L'enlèvement est l'une des techniques de recrutement de Boko Haram. À travers tout le pays, des centaines d'enfants disparaissent pour grossir les rangs du groupe djihadiste. | © AFP PHOTO / Florian PLAUCHEUR

Société

Enlevées, détenues, mariées, violées et souvent mises enceintes : c’est la fin du calvaire pour 82 lycéennes nigériennes, enlevées par Boko Haram il y a trois ans. Enfin.

82 lycéennes de la ville de Chibok, dans l’est du Nigeria, ont été libérées samedi des mains du groupe terroriste Boko Haram dans le cadre d’un échange de prisonniers, a confirmé la présidence nigériane dans la nuit de samedi à dimanche. Ces jeunes filles avaient été enlevées en 2014 par le groupe djihadiste, avec près de 200 autres lycéennes.
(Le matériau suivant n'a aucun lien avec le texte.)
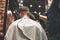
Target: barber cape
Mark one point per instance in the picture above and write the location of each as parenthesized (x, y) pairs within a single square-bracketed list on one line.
[(25, 29)]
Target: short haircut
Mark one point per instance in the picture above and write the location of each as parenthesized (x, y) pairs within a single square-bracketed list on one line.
[(24, 9)]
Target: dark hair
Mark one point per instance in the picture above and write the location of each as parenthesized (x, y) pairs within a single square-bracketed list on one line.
[(24, 9), (54, 6)]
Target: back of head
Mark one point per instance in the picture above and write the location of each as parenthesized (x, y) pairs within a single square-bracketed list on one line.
[(24, 9)]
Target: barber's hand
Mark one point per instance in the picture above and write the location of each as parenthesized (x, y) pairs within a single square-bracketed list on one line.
[(44, 18)]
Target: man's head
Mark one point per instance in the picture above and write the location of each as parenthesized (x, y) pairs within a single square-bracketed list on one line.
[(24, 11)]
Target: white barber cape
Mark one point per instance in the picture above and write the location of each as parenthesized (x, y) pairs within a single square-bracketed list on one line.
[(25, 29)]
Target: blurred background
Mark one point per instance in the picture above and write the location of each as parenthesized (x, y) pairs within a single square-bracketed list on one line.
[(9, 12)]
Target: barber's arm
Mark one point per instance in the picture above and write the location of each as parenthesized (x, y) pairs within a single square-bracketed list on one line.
[(44, 18)]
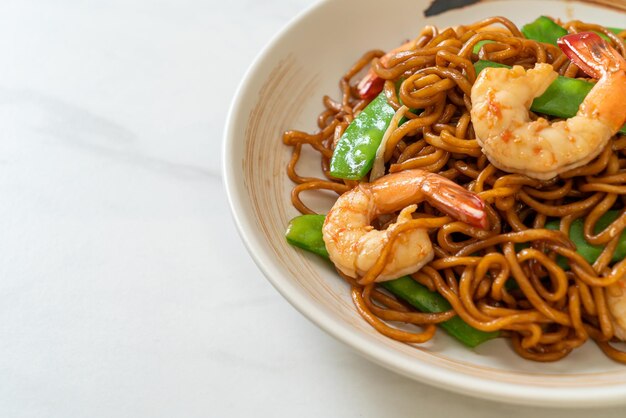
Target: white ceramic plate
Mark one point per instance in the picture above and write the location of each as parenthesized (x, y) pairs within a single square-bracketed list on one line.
[(283, 90)]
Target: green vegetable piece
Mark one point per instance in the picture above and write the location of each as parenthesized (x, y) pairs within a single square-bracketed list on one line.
[(562, 98), (588, 251), (355, 152), (543, 29), (305, 231), (426, 301)]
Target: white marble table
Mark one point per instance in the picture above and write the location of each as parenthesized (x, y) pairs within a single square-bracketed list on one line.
[(125, 290)]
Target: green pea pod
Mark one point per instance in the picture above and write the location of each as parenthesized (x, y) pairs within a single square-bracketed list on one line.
[(355, 152), (588, 251), (306, 232), (544, 29), (561, 99)]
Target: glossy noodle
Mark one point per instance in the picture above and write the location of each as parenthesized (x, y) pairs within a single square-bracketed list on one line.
[(517, 276)]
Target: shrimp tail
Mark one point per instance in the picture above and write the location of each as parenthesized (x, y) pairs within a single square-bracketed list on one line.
[(591, 53), (457, 202)]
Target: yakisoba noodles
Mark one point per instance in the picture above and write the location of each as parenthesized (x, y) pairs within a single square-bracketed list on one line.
[(515, 276)]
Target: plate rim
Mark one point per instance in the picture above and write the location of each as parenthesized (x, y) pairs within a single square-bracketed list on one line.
[(505, 392)]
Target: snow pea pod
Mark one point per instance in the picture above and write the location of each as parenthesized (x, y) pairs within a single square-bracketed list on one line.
[(355, 151), (588, 251), (544, 29), (305, 232)]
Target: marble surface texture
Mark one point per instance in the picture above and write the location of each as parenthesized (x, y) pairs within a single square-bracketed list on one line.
[(125, 290)]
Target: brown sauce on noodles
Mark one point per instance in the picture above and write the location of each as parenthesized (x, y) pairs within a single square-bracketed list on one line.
[(551, 311)]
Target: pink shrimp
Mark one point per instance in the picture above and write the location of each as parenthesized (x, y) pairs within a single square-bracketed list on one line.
[(354, 245)]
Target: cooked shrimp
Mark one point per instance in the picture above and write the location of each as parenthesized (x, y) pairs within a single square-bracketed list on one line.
[(616, 302), (354, 245), (501, 98)]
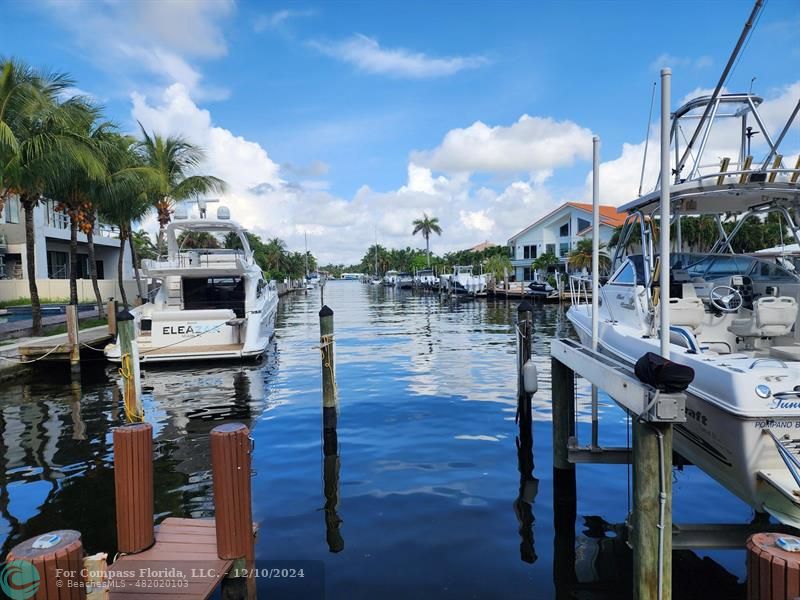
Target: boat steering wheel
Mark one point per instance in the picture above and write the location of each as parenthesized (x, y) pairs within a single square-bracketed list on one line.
[(725, 299)]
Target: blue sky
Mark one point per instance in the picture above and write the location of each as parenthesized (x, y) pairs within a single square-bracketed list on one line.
[(359, 116)]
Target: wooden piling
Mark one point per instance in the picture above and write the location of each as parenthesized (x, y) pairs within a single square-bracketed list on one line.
[(73, 338), (326, 343), (563, 384), (129, 351), (111, 311), (651, 468), (772, 573), (47, 573), (133, 486), (231, 456)]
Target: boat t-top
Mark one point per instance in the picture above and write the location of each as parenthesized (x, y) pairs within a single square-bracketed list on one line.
[(733, 317), (212, 303)]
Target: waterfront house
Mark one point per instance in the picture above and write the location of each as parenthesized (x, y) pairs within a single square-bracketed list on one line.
[(557, 233), (52, 233)]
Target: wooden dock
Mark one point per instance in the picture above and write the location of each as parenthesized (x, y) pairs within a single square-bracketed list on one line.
[(190, 545), (57, 347)]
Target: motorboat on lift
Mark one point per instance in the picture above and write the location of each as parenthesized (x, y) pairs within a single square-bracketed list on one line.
[(212, 303), (733, 317)]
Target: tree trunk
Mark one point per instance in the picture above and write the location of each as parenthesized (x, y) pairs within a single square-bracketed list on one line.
[(134, 260), (73, 261), (93, 272), (30, 254), (119, 268)]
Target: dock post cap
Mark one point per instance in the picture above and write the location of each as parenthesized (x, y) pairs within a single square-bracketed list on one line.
[(229, 428), (29, 549), (124, 315), (525, 306)]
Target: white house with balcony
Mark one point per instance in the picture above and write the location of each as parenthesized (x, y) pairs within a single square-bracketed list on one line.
[(52, 255), (558, 233)]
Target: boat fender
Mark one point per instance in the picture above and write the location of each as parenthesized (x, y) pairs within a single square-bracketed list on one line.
[(530, 377)]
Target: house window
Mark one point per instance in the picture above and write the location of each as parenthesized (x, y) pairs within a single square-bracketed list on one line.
[(57, 265), (11, 210)]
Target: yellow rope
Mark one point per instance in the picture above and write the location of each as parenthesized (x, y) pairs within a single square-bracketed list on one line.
[(129, 391)]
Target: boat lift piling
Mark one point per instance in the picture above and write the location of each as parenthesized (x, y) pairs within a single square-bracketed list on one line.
[(653, 412)]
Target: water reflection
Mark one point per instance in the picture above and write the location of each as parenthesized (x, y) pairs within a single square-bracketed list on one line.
[(433, 458), (330, 479), (528, 484)]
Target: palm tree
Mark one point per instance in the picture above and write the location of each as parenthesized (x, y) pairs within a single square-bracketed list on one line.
[(174, 159), (426, 226), (124, 198), (36, 139), (72, 184)]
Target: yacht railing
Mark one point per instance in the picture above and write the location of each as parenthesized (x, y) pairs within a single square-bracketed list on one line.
[(579, 287)]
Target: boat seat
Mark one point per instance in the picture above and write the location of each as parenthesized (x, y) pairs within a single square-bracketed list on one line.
[(770, 317), (687, 312), (785, 352)]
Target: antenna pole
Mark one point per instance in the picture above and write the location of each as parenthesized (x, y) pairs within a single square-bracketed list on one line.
[(647, 138), (747, 27)]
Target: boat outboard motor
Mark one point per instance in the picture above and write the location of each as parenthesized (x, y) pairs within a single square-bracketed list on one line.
[(663, 374)]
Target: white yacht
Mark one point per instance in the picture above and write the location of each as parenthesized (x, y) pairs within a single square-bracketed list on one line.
[(212, 303), (733, 317)]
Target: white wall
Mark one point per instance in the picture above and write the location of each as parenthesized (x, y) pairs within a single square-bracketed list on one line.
[(12, 289)]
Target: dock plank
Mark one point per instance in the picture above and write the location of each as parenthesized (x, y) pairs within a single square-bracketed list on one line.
[(177, 541)]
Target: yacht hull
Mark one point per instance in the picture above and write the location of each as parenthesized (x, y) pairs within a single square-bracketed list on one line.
[(732, 448)]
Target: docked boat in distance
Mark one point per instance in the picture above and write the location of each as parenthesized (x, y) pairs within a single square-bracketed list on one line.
[(733, 317), (405, 281), (426, 278), (212, 303), (390, 279)]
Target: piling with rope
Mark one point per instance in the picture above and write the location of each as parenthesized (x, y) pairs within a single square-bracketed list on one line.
[(129, 367), (326, 346), (231, 461), (133, 487), (73, 338)]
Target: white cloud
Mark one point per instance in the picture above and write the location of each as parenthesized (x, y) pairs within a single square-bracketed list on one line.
[(680, 62), (278, 18), (532, 144), (132, 39), (341, 229), (366, 54)]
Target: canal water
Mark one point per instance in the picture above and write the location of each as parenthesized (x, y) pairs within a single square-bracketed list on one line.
[(435, 491)]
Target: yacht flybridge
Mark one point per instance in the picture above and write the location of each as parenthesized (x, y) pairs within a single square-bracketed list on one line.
[(212, 303), (733, 317)]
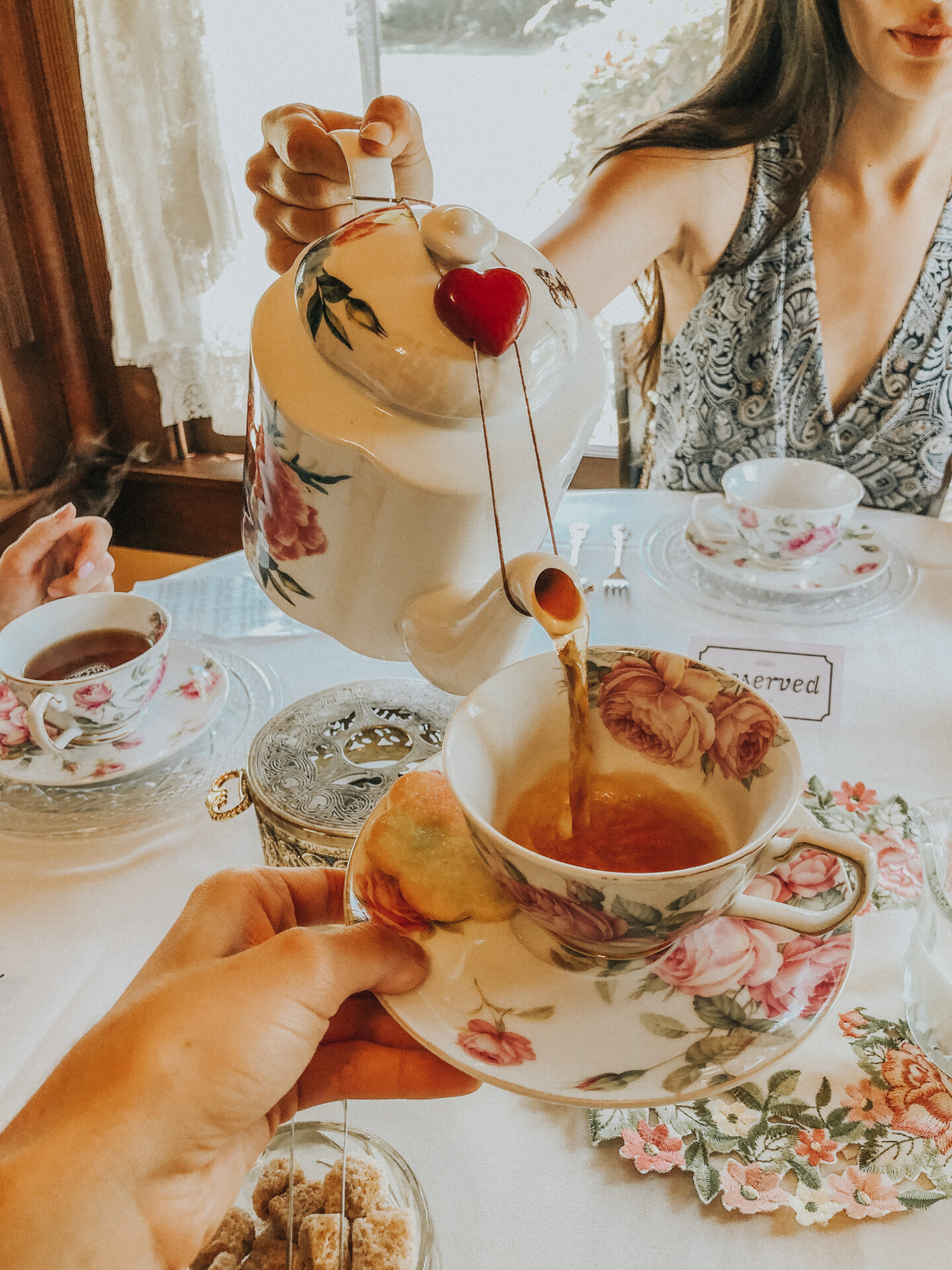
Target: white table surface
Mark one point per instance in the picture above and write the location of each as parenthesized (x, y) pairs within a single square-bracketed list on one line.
[(512, 1181)]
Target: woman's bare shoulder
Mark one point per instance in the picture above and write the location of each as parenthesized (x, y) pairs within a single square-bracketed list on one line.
[(640, 206), (698, 181)]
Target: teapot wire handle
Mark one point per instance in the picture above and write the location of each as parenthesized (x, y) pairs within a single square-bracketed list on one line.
[(509, 595)]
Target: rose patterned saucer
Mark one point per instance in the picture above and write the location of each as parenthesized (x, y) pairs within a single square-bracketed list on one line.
[(859, 556), (188, 700), (719, 1005)]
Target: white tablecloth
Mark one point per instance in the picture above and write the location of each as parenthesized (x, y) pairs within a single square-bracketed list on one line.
[(512, 1183)]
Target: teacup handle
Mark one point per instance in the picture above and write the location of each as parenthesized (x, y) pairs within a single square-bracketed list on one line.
[(713, 517), (36, 722), (778, 851)]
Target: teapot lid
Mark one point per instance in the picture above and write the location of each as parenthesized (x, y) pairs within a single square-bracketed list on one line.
[(366, 295)]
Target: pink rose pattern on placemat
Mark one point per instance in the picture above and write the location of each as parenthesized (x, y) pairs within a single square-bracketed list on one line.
[(881, 1144)]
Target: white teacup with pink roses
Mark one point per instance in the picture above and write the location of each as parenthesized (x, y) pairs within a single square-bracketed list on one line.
[(102, 706), (786, 511), (698, 730)]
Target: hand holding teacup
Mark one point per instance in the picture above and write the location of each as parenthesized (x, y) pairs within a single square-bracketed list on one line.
[(59, 556), (786, 511)]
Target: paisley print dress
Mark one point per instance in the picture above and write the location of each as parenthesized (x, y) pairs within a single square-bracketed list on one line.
[(744, 378)]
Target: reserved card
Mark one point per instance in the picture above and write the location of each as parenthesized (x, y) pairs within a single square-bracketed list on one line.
[(803, 681)]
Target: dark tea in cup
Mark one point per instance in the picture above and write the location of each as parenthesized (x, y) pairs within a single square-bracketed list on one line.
[(636, 825), (87, 653)]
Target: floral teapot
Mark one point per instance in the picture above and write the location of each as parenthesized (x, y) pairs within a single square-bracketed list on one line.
[(368, 502)]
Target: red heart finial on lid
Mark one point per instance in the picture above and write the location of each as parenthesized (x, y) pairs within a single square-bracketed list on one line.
[(488, 309)]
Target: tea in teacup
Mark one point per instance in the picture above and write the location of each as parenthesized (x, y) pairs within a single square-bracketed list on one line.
[(636, 825), (87, 653)]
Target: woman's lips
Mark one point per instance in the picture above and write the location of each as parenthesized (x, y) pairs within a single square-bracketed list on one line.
[(923, 41)]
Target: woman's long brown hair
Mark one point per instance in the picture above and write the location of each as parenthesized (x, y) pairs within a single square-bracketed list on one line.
[(785, 63)]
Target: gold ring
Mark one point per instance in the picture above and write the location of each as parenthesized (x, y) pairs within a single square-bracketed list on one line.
[(218, 798)]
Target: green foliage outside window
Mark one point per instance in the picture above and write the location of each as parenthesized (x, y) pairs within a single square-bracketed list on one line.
[(623, 92), (484, 24)]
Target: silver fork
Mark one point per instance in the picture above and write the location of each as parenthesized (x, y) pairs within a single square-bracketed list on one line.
[(576, 536), (617, 581)]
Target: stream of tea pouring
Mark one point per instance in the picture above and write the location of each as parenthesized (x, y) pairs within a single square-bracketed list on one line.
[(488, 312)]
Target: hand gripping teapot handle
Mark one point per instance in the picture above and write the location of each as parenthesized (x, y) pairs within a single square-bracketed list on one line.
[(371, 178)]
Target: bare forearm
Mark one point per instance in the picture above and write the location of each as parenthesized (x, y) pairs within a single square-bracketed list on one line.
[(65, 1205)]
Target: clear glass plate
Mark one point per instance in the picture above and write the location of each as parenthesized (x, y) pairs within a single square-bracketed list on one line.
[(666, 559), (165, 792), (317, 1144)]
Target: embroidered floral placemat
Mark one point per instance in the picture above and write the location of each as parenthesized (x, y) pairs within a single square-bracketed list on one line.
[(867, 1137)]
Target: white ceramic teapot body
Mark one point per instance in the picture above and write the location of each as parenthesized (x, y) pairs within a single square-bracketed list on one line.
[(367, 499)]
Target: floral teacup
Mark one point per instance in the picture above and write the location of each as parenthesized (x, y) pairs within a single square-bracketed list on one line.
[(99, 706), (705, 734), (786, 511)]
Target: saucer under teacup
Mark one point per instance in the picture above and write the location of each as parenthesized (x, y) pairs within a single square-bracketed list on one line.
[(582, 1032), (858, 558), (187, 701)]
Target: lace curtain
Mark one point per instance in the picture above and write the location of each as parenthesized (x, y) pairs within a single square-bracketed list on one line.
[(164, 194)]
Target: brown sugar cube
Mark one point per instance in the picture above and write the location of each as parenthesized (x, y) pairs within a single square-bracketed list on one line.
[(270, 1254), (366, 1188), (273, 1181), (223, 1261), (383, 1241), (309, 1198), (235, 1235), (319, 1242)]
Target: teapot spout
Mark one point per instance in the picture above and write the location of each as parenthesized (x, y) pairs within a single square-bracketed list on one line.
[(457, 640)]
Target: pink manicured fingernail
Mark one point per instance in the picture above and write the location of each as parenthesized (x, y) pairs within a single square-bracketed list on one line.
[(380, 132)]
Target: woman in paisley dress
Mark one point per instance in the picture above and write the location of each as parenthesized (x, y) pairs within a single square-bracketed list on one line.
[(790, 226)]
« Aujourd’hui, 82 nouvelles filles de Chibok ont été libérées (…) en échange de membres présumés de Boko Haram détenus par les autorités », a déclaré la présidence nigériane sur Twitter. Plus tôt dans la journée, l’information de cette libération avait été relayée notamment par le mouvement de Bring Back Our Girls (BBOG, qui manifeste pour la libération des lycéennes depuis leur enlèvement), en contact avec des parents des filles retenues en otage.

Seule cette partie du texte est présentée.